Zum Monatswechsel April/Mai 2006 erreichten die beiden hellsten Bruchstücke C und B eine Helligkeit von annähernd 5. Größe, so dass diese unter sehr günstigen Bedingungen mit dem bloßen Auge erkannt werden konnten. Vor allem aber im Fernglas und im Teleskop präsentierten die beiden Fragmente einen bezaubernden Eindruck.

astrocorner.de
Helligkeitskurven der drei hellsten Fragmente des Kometen 73P/ Schwassmann-Wachmann für dessen Perihelpassage im Jahr 2006 - die Komponenten C und B erreichten knapp die Grenze zur Sichtbarkeit mit dem bloßen Auge, die unzähligen kleineren Bruchstücke konnten jedoch nur fotografisch nachgewiesen werden

Christoph Rollwagen
Komponente C am 6. Mai 2006
Anfang Mai stieg die Anzahl der bezeichneten Fragmente auf 59 an. Das Fragment B zeigte weiterhin eine sehr dynamische Aktivität. Zeitweise übertraf das Bruchstück B die Helligkeit des zuvor hellsten Fragments C. Beide Komponenten besaßen während der nahen Erdpassage einen deutlichen Staubschweif und eine verhältnismäßig große grünliche Koma. Der Komet 73P zeigte aufgrund der großen Erdnähe eine ungewöhnlich hohe Winkelgeschwindigkeit. Teleskopbeobachter konnten im Laufe weniger Minuten deutlich erkennen, wie die einzelnen Fragmente relativ zu nahen Hintergrundsternen ihre Position am Himmel veränderten.

Christoph Rollwagen
Komponente C am 8. Mai 2006
Ein fotografisch besonders reizvolles Motiv bot die Komponente C am 8. Mai 2006, als sie sich über den Ringnebel M57 im Sternbild Leier hinwegbewegte. Am 10. Mai passierte das nun hellste Fragment B den Hauptstern des Sternbild Leier - die Vega. In den folgenden Tagen durchquerten die Fragmente die Milchstraße im Sternbild Schwan. Die Beobachtungsbedingungen wurden zunehmend schlechter, da der fast volle Mond die Beobachtung des Kometen behinderte.

Jäger, Rhemann
Komet 73/P
Danach entfernte sich der Komet wieder von der Erde, war aber noch einige Tage lang recht eindrucksvoll am Morgenhimmel zu beobachten. 73P durchquerte bis Monatsende das Sternbild Fische und strebte in südöstliche Richtung zur Konstellation Walfisch. Der Mond zog sich vom Morgenhimmel zurück und gab einen letzten Blick auf den Kometenkomplex 73P frei.

Christoph Rollwagen
Animation der scheinbaren Eigenbewegung der Komponente B am 13. Mai 2006
Der Komet erreichte am 7. Juni 2006 seinen sonnennächsten Bahnpunkt, das Perihel. Bis dahin entfernte er sich weiter von der Erde, näherte sich aber der Sonne immer weiter an. Von Deutschland aus beobachtet verschwand der Komet jedoch Anfang Juni am Morgenhimmel in den Strahlen der aufgehenden Sonne. Nur noch wenige Tage konnte er über dem Osthorizont aufgefunden werden.

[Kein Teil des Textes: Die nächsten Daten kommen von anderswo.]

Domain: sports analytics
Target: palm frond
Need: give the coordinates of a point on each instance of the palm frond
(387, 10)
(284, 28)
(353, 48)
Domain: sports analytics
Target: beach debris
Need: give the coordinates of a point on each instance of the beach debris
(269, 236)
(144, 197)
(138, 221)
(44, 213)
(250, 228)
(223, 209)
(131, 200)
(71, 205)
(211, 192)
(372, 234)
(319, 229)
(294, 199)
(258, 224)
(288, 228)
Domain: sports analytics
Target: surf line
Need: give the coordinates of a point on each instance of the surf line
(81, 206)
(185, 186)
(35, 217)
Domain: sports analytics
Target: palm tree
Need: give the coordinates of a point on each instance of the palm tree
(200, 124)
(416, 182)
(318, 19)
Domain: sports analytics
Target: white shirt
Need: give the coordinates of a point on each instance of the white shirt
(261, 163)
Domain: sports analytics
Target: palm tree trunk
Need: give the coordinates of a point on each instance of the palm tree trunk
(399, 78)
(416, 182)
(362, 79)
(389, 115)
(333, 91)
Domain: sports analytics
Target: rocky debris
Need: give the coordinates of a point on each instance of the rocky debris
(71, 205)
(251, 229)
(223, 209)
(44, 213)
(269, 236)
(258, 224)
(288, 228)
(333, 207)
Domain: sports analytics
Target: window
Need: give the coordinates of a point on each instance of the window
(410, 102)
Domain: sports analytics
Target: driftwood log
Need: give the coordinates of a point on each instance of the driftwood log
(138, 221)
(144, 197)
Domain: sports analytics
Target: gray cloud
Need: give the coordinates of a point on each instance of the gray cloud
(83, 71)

Christoph Rollwagen, YouTube
Mehrtägige Dokumentation der nahen Erdpassage der beiden hellsten Kometen-Fragmente
Prognosen für Schwassmann-Wachmann 3
Meteor- Feuerwerk
Nach ersten Berechnungen prognostizierte man eine maximale Helligkeit von 1. oder 2. Größenklasse für Mitte Mai 2006. Allerdings wurden diese Angaben im Laufe der Überwachung nach unten korrigiert, da die tatsächliche Helligkeit des Kometen während seiner vorhergehenden beiden Perihelpassagen jeweils etwa 2 Größenklassen unter der Prognose zurück blieb. Zwischenzeitlich ging man nur noch davon aus, dass Schwassmann-Wachmann 3 6,5 mag nicht überschreiten würde. Tatsächlich erreichten die beiden hellsten Fragmente C und B die Grenze zur Sichtbarkeit mit dem bloßem Auge.

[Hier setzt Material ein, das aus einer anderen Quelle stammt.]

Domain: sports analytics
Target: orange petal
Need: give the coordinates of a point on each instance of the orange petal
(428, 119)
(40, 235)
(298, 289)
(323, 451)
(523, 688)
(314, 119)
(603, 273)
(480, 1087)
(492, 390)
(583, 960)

Wiegert, Brown, Vaubaillon, Schijns
Berechnete Position der Staubwolken des Kometen 73P, die sich in der Vergangenheit entlang seiner Umlaufbahn gesammelt haben, relativ zur Erdumlaufbahn
Einige Monate vor der Erdpassage wurde spekuliert, ob die staubigen Überreste des Schweifsterns in die Erdatmosphäre gelangen und einen heftigen Sternschnuppen-Schauer auslösen könnten.

Genaueren Berechnungen zufolge zog die Erde jedoch knapp am Staubschweif des Kometen vorbei, woddurch ein solches Ereignis ausblieb.

Im Entdeckungsjahr 1930, als der Komet der Erde in einer ähnlich kurzen Distanz von rund 9 Millionen Kilometern begegnete, wurde ein vorhergesagter Meteorsturm beobachtet. Damals konnten in der Nacht vom 9. auf den 10. Juni über 60 Sternschnuppen pro Stunde beobachtet werden.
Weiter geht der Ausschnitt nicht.